Par cette pétition, nous souhaitons que la région Nord-Pas-de-Calais s'engage dans une politique de conservation et de valorisation de ces images, mémoire du siècle passé afin de sauvegarder notre mémoire cinématographique : tous les films institutionnels, amateurs, les fictions, la mémoire des exploitants, les souvenirs des cinéphiles, tout ce qui a trait au cinéma et qui est aujourd'hui soit disséminé, soit déjà définitivement perdu... Avec le Louvre à Lens et d'autres grands musées dans nos deux départements, notre région a une vocation culturelle indéniable qui doit aussi passer par le cinéma !

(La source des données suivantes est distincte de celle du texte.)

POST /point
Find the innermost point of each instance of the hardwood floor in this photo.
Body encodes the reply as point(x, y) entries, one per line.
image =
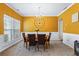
point(57, 48)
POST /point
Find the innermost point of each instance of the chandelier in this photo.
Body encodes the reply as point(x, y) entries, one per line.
point(38, 21)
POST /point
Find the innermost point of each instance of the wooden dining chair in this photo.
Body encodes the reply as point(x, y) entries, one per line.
point(25, 39)
point(31, 39)
point(41, 40)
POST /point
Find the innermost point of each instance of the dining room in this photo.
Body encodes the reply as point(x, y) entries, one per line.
point(36, 29)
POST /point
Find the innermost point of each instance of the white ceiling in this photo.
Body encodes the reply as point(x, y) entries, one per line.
point(32, 9)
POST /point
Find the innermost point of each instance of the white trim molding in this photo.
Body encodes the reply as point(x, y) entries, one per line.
point(54, 35)
point(69, 39)
point(65, 9)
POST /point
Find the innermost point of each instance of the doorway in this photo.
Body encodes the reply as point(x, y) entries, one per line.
point(60, 29)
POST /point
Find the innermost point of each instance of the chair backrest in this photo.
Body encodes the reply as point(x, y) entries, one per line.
point(41, 38)
point(31, 38)
point(23, 34)
point(49, 36)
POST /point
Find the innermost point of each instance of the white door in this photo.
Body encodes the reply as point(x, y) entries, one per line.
point(60, 29)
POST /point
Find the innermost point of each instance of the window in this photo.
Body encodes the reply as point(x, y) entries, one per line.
point(11, 27)
point(75, 17)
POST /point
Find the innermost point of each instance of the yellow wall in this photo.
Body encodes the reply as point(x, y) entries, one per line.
point(4, 9)
point(51, 24)
point(68, 26)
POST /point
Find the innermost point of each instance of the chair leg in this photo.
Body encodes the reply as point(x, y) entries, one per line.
point(44, 47)
point(26, 44)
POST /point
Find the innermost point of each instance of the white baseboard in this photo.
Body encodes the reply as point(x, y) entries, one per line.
point(69, 39)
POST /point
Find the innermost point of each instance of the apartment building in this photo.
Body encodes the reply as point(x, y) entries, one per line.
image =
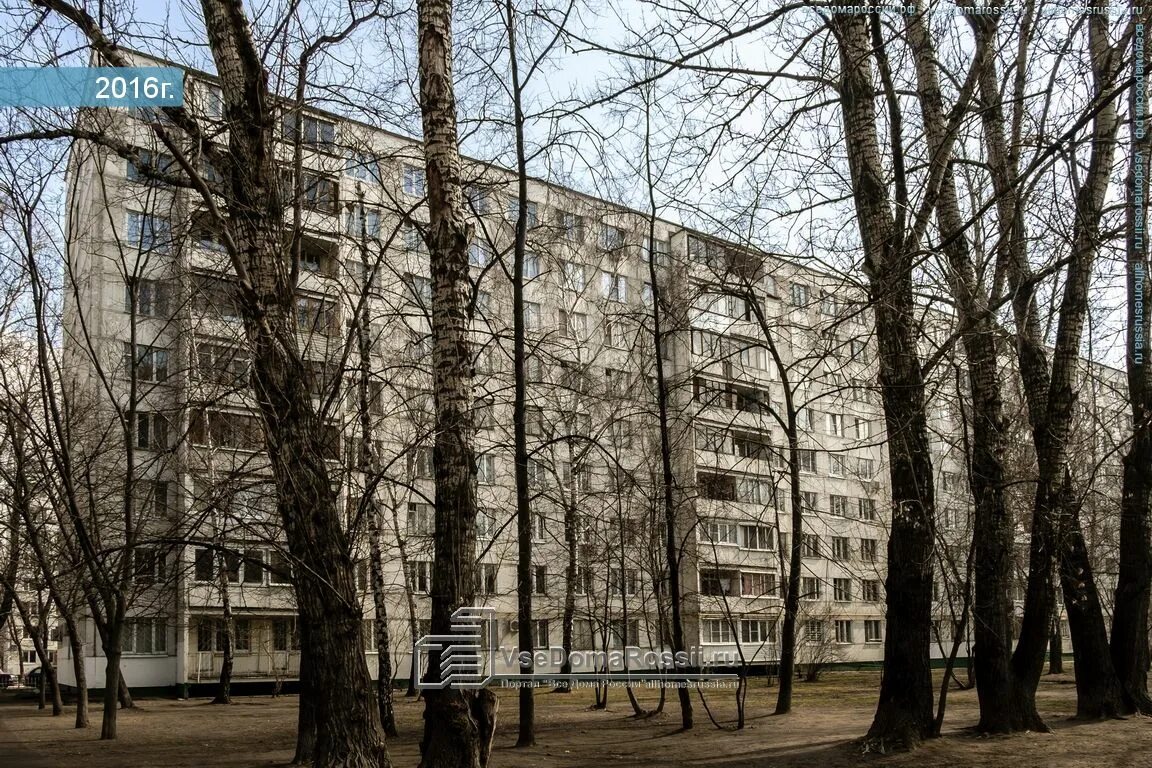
point(153, 312)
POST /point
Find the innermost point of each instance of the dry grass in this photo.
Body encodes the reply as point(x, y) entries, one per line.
point(820, 732)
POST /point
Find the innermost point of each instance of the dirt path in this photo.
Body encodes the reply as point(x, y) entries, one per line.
point(820, 734)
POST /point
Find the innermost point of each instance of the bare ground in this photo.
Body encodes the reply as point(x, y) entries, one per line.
point(827, 719)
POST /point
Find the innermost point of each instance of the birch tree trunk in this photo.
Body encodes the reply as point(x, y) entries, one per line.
point(452, 734)
point(903, 716)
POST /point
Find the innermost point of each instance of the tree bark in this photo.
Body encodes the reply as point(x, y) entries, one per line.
point(452, 732)
point(224, 690)
point(527, 732)
point(903, 715)
point(993, 524)
point(1129, 644)
point(1055, 648)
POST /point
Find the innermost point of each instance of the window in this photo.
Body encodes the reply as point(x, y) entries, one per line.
point(540, 579)
point(838, 506)
point(757, 584)
point(210, 100)
point(571, 275)
point(757, 537)
point(421, 463)
point(540, 633)
point(800, 294)
point(316, 316)
point(721, 487)
point(531, 316)
point(571, 226)
point(149, 233)
point(755, 491)
point(486, 578)
point(421, 519)
point(758, 631)
point(145, 636)
point(813, 631)
point(715, 630)
point(363, 222)
point(254, 567)
point(151, 363)
point(486, 470)
point(320, 192)
point(151, 431)
point(226, 430)
point(659, 250)
point(152, 298)
point(531, 212)
point(363, 166)
point(148, 565)
point(414, 182)
point(204, 565)
point(485, 524)
point(531, 266)
point(810, 545)
point(573, 325)
point(843, 631)
point(623, 582)
point(419, 576)
point(479, 255)
point(611, 237)
point(583, 580)
point(720, 532)
point(477, 198)
point(149, 164)
point(279, 568)
point(614, 287)
point(718, 582)
point(312, 130)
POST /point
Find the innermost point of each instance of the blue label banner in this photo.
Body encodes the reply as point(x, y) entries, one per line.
point(91, 86)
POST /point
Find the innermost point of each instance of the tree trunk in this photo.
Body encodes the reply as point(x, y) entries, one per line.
point(1055, 649)
point(527, 734)
point(307, 716)
point(1129, 644)
point(903, 715)
point(224, 691)
point(571, 572)
point(993, 525)
point(452, 736)
point(347, 724)
point(383, 636)
point(78, 670)
point(111, 690)
point(1098, 692)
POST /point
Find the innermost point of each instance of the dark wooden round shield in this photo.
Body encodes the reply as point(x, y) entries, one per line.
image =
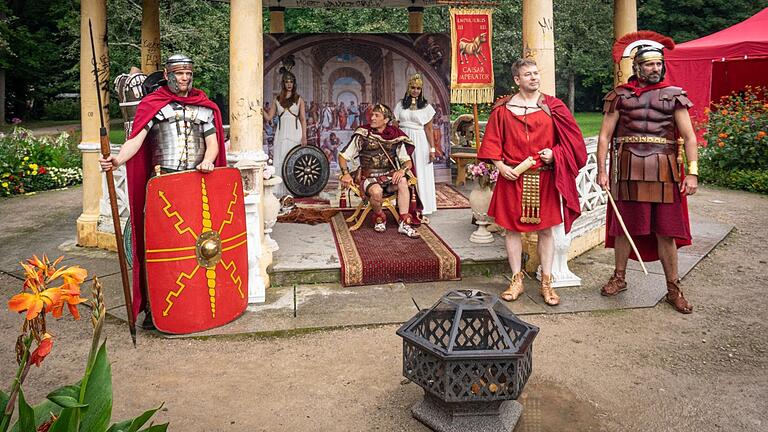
point(305, 171)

Pour signer la pétition, cliquer ici : 

vendredi 2 mars 2012

Le Ciné du Sana de Montigny-en-Ostrevent


 Un grand merci à notre correspondant Arossito, déjà auteur des précédents clichés concernant le Rex de Sin-le-Noble pour ces photos et ces informations concernant le cinéma de Montigny-en-Ostrevent, le Ciné du Sana, situé, comme son nom l'indique, rue du Sana. Cette salle de 320 places a eu M. Suida dans les années 50. Elle a fermé au début des années 80.
La façade (photos 1 & 2) cache aujourd'hui une maison particulière. A l'époque, il s'agissait de l'entrée d'un café, avec les affiches mises de façon un peu anarchiques entre les tables dans des emplacements pas forcément aux dimensions. Je me souviens par exemple d'affiches recouvrant des moulures en relief. Au fond du café, un petit sas (avec ses portes à hublots opaques de chaque côté) qui menait à la salle (photos 3 & 4). La salle avait pour vocation de devenir une sorte de loft. Elle était très jolie, avec au plafond une décoration en forme de lyre (que l'on peut voir encore) et détonnait un peu avec l'aspect un peu approximatif de l'entrée.
Notre ami et lecteur Jean-Marie Prévost nous propose de nouvelles informations techniques concernant ce cinéma : " la cabine était équipée de 2 bases 35mm Charlin avec lanterne à arc reinarc avec miroir de diamètre 350, ampli s30 symphonic charlin haut parleur de scene charlin, puis en 1973 remplacement de la chaîne sonore symphonic par chaine sonore c65 t2 cmc avec haut parleur altec ''voix du theâtre''. Pour accéder à la cabine, il fallait prendre un escalier qui se trouvait à l'entrée du café et passer dans l'appartement qui est au dessus ".